Raspberry Pi

Thanks to Mark Guzdial’s Computing Education blog, specifically this post, I recently found out about the Raspberry Pi, a Linux board that is retailing for $35, with 256Mb RAM, 2 USB ports, an Ethernet port, and both RCA and HDMI video output (no VGA though an adapter can be had for ).  The system on a chip they are using

is a Broadcom BCM2835. This contains an ARM1176JZFS, with floating point, running at 700Mhz, and a Videocore 4 GPU. The GPU is capable of BluRay quality playback, using H.264 at 40MBits/s. It has a fast 3D core accessed using the supplied OpenGL ES2.0 and OpenVG libraries.

The GPU provides Open GL ES 2.0, hardware-accelerated OpenVG, and 1080p30 H.264 high-profile decode.

The GPU is capable of 1Gpixel/s, 1.5Gtexel/s or 24 GFLOPs of general purpose compute and features a bunch of texture filtering and DMA infrastructure.

That is, graphics capabilities are roughly equivalent to Xbox 1 level of performance. Overall real world performance is something like a 300MHz Pentium 2, only with much, much swankier graphics.

This board seems to be at least 50 times as much processing and 8000 times as much memory as an Arduino for a similar price.  You need to add an SD card to boot off of (I presume with a Linux system on the card), which raises the price by another $15–35 depending on how big a flash card you get (I’m assuming that 16gB or 32gB is about the right size—a smaller drive would be much cheaper).

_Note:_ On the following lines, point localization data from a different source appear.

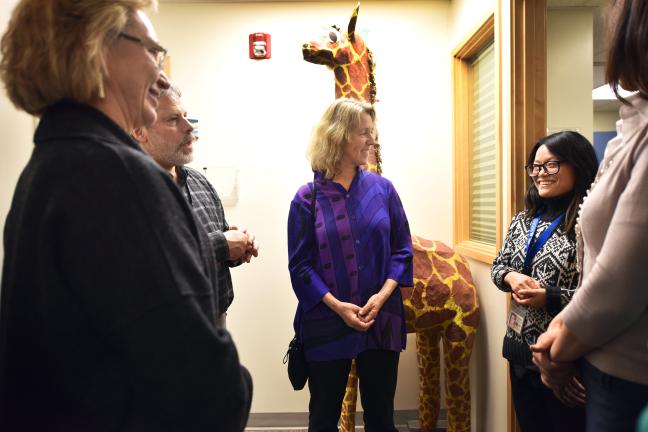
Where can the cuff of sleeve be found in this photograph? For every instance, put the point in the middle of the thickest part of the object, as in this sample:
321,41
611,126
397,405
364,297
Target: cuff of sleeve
220,245
553,302
499,276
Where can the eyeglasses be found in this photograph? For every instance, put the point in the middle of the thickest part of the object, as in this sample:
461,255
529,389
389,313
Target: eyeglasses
159,53
549,167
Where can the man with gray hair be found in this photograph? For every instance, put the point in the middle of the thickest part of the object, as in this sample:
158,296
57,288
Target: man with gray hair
169,141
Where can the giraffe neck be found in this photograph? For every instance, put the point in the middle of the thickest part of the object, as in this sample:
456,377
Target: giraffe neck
355,79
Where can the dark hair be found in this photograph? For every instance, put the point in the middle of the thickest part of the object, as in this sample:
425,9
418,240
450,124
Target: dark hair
574,149
627,44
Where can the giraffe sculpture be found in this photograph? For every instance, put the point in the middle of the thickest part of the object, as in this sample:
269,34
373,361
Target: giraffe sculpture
443,303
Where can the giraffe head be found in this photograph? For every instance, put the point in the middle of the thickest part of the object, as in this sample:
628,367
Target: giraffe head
353,67
348,56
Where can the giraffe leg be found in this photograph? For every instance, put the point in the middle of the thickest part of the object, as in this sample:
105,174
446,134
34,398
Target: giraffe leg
347,417
428,354
456,362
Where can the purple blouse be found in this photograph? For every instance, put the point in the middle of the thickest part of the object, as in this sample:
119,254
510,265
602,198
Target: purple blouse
358,239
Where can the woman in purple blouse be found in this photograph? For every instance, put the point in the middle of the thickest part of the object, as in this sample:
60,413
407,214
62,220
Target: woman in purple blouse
346,262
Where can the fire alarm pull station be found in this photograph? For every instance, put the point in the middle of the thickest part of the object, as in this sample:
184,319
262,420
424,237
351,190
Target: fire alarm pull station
259,45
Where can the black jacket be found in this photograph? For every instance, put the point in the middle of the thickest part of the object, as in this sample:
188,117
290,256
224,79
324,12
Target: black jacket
108,308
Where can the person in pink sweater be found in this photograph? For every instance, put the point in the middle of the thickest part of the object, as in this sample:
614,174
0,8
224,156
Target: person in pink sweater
605,326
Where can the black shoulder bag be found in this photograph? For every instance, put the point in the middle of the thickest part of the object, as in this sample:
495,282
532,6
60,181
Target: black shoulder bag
295,356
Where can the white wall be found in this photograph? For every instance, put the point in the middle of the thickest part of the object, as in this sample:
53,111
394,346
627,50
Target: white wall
17,135
569,70
605,121
257,116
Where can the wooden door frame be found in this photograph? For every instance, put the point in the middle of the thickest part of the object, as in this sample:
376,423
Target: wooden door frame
528,107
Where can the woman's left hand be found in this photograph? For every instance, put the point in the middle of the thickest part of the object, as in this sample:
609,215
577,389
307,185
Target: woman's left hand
370,310
531,297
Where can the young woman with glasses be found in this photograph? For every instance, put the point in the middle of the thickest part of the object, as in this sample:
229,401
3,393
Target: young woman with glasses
537,265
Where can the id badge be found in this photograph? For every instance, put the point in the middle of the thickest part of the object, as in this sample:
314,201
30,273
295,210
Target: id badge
516,317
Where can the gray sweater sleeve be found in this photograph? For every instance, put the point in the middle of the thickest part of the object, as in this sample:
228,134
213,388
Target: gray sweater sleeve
613,292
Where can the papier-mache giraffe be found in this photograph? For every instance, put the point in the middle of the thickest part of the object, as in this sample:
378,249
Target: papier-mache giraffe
443,303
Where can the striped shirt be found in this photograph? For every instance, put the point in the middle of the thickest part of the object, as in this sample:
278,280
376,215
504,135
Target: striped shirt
207,208
358,239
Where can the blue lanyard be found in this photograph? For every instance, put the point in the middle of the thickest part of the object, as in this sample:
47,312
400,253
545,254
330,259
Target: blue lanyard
533,247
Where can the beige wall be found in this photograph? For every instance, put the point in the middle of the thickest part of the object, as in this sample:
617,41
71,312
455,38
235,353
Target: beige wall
605,121
569,70
257,116
17,131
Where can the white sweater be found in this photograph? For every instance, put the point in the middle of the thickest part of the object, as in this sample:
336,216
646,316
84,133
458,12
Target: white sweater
609,310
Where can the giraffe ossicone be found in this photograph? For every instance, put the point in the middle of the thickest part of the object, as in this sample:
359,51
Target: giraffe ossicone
443,304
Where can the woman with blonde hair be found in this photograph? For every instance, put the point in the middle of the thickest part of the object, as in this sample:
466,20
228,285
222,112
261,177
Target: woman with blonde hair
349,250
108,312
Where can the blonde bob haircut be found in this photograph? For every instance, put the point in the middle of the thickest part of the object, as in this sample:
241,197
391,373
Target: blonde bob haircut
333,132
54,49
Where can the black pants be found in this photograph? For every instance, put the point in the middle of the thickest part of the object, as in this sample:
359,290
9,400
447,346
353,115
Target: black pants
613,404
536,407
377,373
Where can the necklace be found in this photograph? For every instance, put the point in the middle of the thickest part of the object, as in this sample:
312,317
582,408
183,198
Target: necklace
579,233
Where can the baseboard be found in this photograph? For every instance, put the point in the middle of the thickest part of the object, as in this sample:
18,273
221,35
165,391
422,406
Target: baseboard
405,420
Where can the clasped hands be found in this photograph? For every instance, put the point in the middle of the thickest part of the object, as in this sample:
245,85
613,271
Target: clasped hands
361,318
242,244
563,378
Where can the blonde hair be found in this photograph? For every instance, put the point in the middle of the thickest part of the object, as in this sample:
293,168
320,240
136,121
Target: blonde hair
333,132
54,49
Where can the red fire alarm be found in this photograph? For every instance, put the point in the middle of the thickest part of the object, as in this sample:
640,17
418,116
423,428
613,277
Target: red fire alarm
259,45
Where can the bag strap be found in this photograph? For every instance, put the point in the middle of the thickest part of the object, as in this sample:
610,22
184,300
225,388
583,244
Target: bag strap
313,202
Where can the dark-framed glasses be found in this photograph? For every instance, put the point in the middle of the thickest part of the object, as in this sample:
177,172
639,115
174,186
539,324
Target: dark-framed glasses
158,52
549,167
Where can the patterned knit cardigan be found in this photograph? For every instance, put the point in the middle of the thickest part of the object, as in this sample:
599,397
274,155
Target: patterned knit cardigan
554,267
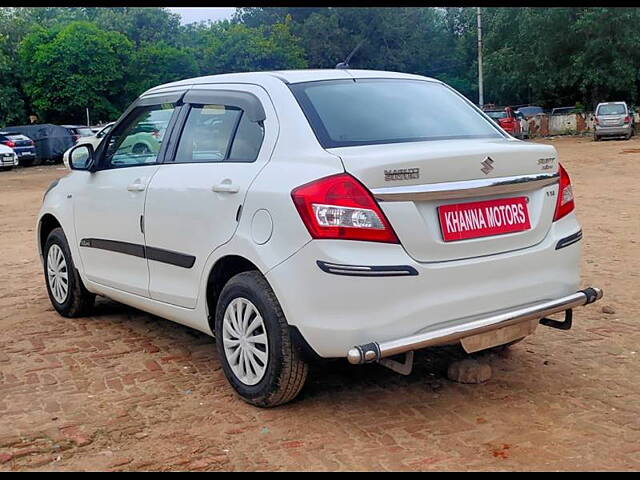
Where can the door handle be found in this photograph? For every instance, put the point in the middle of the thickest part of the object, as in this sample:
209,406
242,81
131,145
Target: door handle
225,187
136,187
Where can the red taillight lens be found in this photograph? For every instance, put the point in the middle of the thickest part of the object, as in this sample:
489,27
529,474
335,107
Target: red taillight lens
340,207
565,203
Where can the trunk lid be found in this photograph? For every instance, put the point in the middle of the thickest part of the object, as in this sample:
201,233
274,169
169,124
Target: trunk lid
421,165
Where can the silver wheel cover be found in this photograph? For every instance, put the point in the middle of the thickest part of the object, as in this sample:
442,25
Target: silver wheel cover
57,274
244,338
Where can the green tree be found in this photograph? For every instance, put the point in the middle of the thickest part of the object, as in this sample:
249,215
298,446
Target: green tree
157,63
232,47
68,69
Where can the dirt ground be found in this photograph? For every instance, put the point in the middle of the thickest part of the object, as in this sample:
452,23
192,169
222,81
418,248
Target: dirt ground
124,390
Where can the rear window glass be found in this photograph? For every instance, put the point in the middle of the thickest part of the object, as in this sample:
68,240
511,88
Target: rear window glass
375,111
614,109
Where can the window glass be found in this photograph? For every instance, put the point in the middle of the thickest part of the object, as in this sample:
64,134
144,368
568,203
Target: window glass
611,109
207,133
104,131
138,140
247,141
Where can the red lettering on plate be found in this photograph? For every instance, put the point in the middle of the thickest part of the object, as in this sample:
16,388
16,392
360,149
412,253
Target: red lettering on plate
482,219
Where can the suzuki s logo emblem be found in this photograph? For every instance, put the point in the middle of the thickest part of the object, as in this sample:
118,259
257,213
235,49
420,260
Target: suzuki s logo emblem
401,174
487,165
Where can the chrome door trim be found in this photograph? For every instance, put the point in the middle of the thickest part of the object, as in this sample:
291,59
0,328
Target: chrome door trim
465,189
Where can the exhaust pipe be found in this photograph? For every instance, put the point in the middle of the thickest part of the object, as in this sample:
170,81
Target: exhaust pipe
374,351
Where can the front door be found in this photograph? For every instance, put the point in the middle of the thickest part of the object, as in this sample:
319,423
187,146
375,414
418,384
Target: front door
108,208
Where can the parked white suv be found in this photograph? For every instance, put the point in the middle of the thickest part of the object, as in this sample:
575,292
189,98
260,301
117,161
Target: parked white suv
323,213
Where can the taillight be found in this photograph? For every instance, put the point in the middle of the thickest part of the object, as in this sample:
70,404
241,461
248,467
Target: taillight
340,207
565,203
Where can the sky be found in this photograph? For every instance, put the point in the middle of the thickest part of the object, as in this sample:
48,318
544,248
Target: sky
197,14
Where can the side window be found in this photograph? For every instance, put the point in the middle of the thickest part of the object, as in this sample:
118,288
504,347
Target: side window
247,141
137,141
217,133
104,131
207,133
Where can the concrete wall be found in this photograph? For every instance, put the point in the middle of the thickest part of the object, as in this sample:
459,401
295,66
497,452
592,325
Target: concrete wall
544,125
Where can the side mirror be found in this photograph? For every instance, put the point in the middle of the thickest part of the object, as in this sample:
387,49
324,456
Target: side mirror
81,157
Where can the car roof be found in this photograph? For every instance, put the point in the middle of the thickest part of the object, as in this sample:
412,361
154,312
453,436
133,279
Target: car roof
612,103
290,76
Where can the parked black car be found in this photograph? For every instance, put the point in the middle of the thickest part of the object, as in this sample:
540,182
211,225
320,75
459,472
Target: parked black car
78,131
51,141
24,147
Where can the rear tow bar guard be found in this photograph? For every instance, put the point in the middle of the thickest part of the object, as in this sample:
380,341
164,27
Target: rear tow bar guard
378,352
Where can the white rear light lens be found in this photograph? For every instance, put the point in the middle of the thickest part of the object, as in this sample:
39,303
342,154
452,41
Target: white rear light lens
340,207
335,216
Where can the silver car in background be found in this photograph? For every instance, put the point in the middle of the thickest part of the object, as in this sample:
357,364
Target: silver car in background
613,119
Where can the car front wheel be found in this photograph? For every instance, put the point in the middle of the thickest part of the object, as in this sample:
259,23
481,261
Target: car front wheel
66,291
258,357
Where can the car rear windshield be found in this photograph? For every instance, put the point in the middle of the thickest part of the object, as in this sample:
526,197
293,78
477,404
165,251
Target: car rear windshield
612,109
346,113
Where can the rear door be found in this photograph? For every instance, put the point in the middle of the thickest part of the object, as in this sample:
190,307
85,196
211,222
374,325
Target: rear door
193,204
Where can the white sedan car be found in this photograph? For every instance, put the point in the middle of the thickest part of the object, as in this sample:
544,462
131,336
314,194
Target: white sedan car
299,215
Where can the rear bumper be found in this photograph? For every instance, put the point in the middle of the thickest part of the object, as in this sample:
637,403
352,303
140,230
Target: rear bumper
375,351
343,304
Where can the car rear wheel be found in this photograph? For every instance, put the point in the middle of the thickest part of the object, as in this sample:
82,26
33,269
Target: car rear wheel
258,357
66,291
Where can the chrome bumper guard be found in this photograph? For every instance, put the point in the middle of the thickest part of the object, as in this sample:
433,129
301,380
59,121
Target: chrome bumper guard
374,351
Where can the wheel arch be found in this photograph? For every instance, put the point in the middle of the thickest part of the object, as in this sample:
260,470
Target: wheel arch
47,223
221,272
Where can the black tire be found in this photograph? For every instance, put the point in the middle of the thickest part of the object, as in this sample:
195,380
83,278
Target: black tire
78,301
286,371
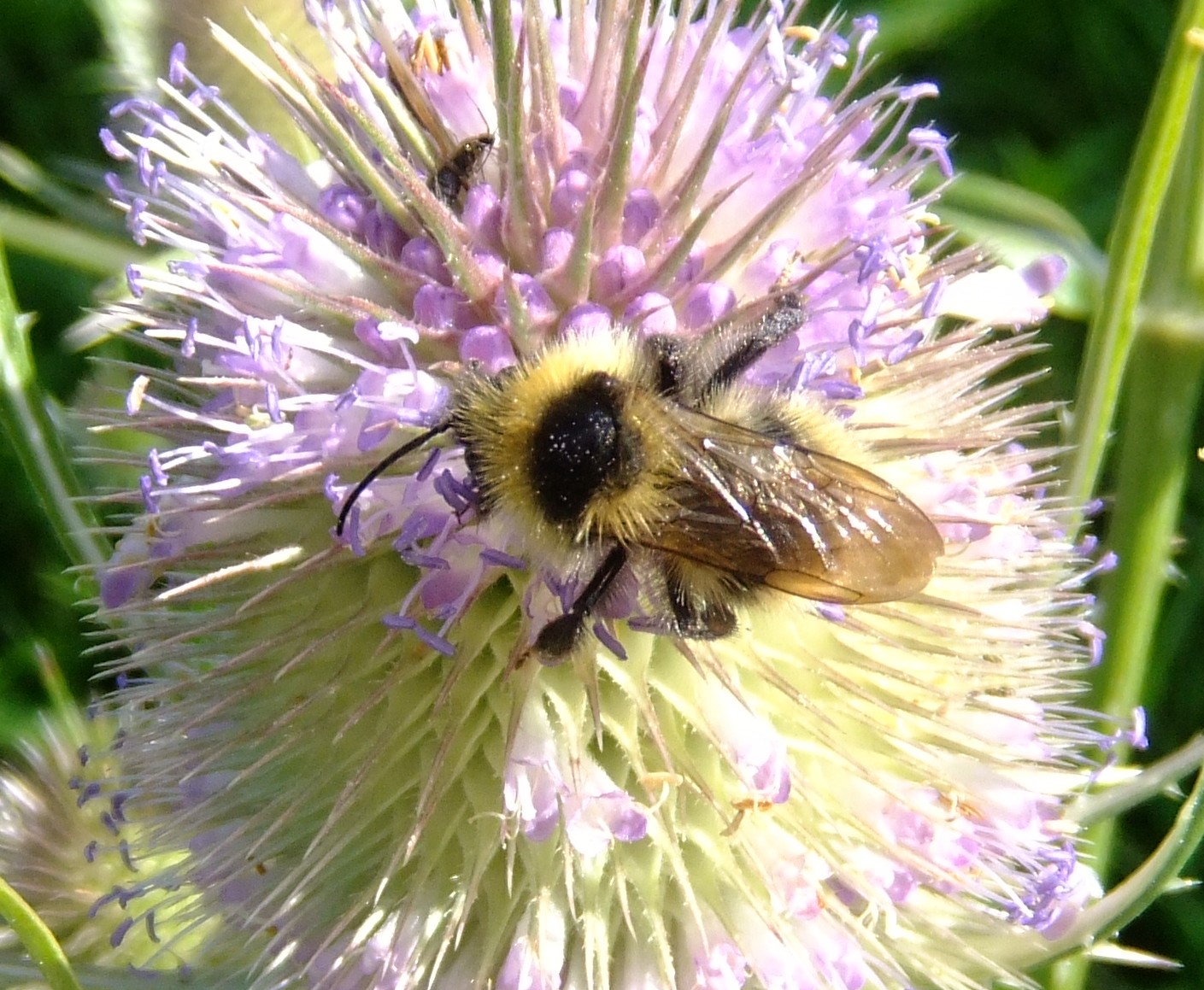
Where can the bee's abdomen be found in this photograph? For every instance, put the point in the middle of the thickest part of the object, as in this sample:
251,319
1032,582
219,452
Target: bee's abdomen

There appear to be 26 general-purpose I/O pins, so I can see this processor becoming quite popular for higher-end robotics.  With the ethernet connection, it may become popular for providing small LAMP (Linux-Apache-MySQL-PhP) servers, as long as everything can fit on the SD drive.  It has an audio-out port, but you’d have to use a USB microphone to get audio in.  The board can be powered over the USB line, or through a separate power port.

The default Linux is Fedora, but Debian and ArchLinux will also be supported.  The Linux can be downloaded and put on an SD, or the SD flash cards can be bought preloaded.

This looks like a potentially very useful educational toy—cheap enough to mess around with and easy to start over from scratch (just write a new copy of the Linux onto an SD card).  The only problem I can see is that Linux makes getting access to the I/O ports much harder than it needs to be, but I suspect that the developers have already written drivers and Python modules for accessing the I/O pins, so this may not be a problem.  They plan to make Python the main development language for the Raspberry Pi (Python is slow, but even with interpreter overhead the chip would still be faster than an Arduino), but any language that has a compiler for the ARMv6 should work.  I assume that Pyrex would be available for speeding up inner loops.

I may have to look into designing a motor shield for the Raspberry Pi, so that we can do robotics with Python programming!